AEM Research: Equilibrium maps provide
guide to nanostructures
AEM researchers Ellad Tadmor, Ryan Elliott, and Subrahmanyam Pattamatta are to be published in the prestigious Proceedings of the National Academy of Sciences for their work addressing the challenges involved in the design of nanostructures - namely their stochastic or apparently random response to external loading.
Nanostructures are technological devices constructed on a nanometer length scale more than a thousand times thinner than a human hair. Due to the unique properties of matter at this scale, such devices offer great potential for creating novel materials and behaviors that can be leveraged to benefit mankind. When nominally identical nanostructures are subjected to mechanical, thermal, electrical, or magnetic external loading they often respond differently.
"The common explanation for this behavior is that nanostructures are too small to contain statistically equivalent internal defect populations," explains Elliott, AEM associate professor and Russell J. Penrose Faculty Fellow. "This leads to a response that is highly sensitive to external fluctuations in loading."
Although this explanation is valid, a more fundamental issue is involved. Indeed, the sensitivity to loading fluctuations is due to the fact that the potential energy function relating the energy of a nanostructure to the arrangement of its atoms has a very large number of minima each of which corresponds to a possible equilibrium state. Further, the potential energy changes in time as the loading evolves create a multitude of possible response scenarios. (This is depicted schematically in the accompanying figure.)

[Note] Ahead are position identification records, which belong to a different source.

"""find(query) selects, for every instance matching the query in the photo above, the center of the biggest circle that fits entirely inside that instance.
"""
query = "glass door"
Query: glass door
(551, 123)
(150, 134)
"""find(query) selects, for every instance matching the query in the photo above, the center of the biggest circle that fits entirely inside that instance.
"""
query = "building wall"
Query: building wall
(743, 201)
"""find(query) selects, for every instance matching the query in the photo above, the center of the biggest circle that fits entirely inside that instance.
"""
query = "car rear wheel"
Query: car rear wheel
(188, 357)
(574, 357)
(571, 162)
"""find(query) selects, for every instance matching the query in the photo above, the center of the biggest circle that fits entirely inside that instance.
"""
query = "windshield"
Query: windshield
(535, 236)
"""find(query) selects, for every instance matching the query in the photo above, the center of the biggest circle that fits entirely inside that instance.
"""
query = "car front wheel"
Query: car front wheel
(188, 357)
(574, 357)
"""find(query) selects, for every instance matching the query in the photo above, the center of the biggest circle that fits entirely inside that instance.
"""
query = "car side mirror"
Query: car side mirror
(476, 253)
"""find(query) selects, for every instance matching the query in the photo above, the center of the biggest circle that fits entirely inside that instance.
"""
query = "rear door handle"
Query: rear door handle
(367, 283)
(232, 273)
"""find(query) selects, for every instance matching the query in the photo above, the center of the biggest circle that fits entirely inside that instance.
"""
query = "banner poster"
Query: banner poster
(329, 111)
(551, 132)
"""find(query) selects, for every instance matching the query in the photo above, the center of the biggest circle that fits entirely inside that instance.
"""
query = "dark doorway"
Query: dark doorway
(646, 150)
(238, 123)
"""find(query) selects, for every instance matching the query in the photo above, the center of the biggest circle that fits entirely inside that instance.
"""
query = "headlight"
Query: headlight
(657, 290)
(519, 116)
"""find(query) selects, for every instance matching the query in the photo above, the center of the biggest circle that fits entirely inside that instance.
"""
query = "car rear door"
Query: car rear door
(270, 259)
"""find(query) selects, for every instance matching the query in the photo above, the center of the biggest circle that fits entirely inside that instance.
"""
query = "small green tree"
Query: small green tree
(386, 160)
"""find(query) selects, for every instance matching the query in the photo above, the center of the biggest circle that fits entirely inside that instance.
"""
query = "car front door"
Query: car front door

"In contrast to existing methods for modeling nanostructures that tend to ignore the potential energy complexity, our work describes a new approach for constructing a special kind of diagram called an "Equilibrium Map" (EM)," says Tadmor, AEM professor. "Specifically an ideal EM fully characterizes it and describes all possible responses of a nanostructure to any given loading."

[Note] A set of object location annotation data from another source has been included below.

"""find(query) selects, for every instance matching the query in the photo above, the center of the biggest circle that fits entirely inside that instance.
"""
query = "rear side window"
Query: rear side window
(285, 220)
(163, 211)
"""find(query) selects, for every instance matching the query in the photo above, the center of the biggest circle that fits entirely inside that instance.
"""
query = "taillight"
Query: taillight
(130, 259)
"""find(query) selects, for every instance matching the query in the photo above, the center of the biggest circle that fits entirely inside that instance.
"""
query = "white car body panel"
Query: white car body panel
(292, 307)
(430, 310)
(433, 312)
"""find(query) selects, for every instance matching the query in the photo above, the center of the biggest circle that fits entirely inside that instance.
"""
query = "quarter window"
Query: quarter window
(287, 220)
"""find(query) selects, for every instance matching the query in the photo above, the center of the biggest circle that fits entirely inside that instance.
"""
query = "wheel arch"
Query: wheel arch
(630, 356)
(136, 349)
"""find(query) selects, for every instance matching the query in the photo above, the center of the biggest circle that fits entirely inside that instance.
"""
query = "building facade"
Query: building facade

Given such a tool, it is possible to say definitive things about the response of nanostructures in different limiting cases and to model the response efficiently at any desired loading rate. The latter is important since due to the nature of standard methods for simulating nanostructures they must typically resort to loading rates many orders of magnitude faster than reality in order to make the computations feasible. In contrast, the EM-based methodology provides an exciting new temporal multiscale approach for the direct simulation of experiments.
Summary for "Mapping the stochastic response of nanostructures" by Subrahmanyam Pattamatta, Ryan S. Elliott and Ellad B. Tadmor, Proceedings of the National Academy of Sciences, Vol. 111, No. 17, E1678-E1686 (2014).